‘Doing Your Best’ is Good Enough
The title of this piece can be seen as a ‘categorical invitation’, an (auto-)suggestion to strive and keep striving and at the same time not ego-wisely strive at all. The goal is to be human.
People do not act morally consistent much of the time.
An often used example is about a natural disaster striking some foreign country. Two possible scenarios:
- You are there as a tourist, safe and comfortable in your hotel.
- You are at home, while your friend is the tourist who mails you about it.
Now say that in both cases, you are touched by the misery of the locals and you want to donate an amount of money to alleviate their suffering. Very good!
If you are like most people, you donate more in the former scenario than in the latter. Yet everything is the same except your proximity to the disaster. Although in both cases you do a nice thing, there is still this difference. It’s human. It’s not consistent. Mr. Spock (remember?) would surely point it out. His verdict would be: ‘not bad, very humane, but definitely a human flaw’.
Is this inconsistency good enough?
In leadership
you may make mistakes, but your subordinates are very pleased if only – within limits – they are aware that you are doing the best you can.
As a doctor
you inevitably make mistakes sometimes, through which people get hurt. It’s better to acknowledge this. Your patients still like you and think you’re the best, really!
At school, a child
does his best. Yet the child isn’t good in complex mathematics. The parents are helping a bit and this way, there is no problem. Everybody happy.
‘Doing your best’ is good enough
You don’t need to spend all your resources trying to be perfect. Mistakes are OK. Suboptimal is good enough. Being human is OK, even to Mr. Spock – eventually.

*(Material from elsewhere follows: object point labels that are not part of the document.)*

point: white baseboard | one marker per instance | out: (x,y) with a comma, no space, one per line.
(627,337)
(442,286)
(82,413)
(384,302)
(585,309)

AND: there’s more in this than it shows at first sight.
This is another morality altogether, than getting to strict standards. Instead of to praise-and-punish people into being ‘better’, this is a morality that is intent on heightening deep motivation (no manipulation). It is a morality of kindness and attention, of putting a lot of trust in the motivated individual. No carrot. No stick.
He who says that this doesn’t work, may have little idea about what ‘this’ is. He may confuse ‘this’ with neglect. The opposite is true. The difference lies in ‘motivated’: not easy to accomplish, but hugely important. The core: no one gets really motivated through coercion. It can only grow from inside.
Not being motivated, because of being de-motivated
When a child does his best and then is said the result ‘ain’t good enough’, the child may be quite/very/completely DE-motivated. Next time, the child may perform even less well -> a vicious circle is born. Sadly, this happens in very many cases. This way, children attain far less than their full potential – as citizens and as human beings. A main problem is that this may not be apparent to anyone, including the child. This perpetuates the story.
So, in the end I do need to just always praise?
Nope.
This gives the praised-one no direction and is actually not motivating at all. This is neglect!
As a parent or teacher, of course you also ‘only do your best’. Very good! With more knowledge, this ‘best’ may be better. Indeed: it can always be better. This is the flip-side of the same philosophy.
What IS needed is deep attention
in order to see that the other one really ‘does his best’. This demands empathy. It won’t work without.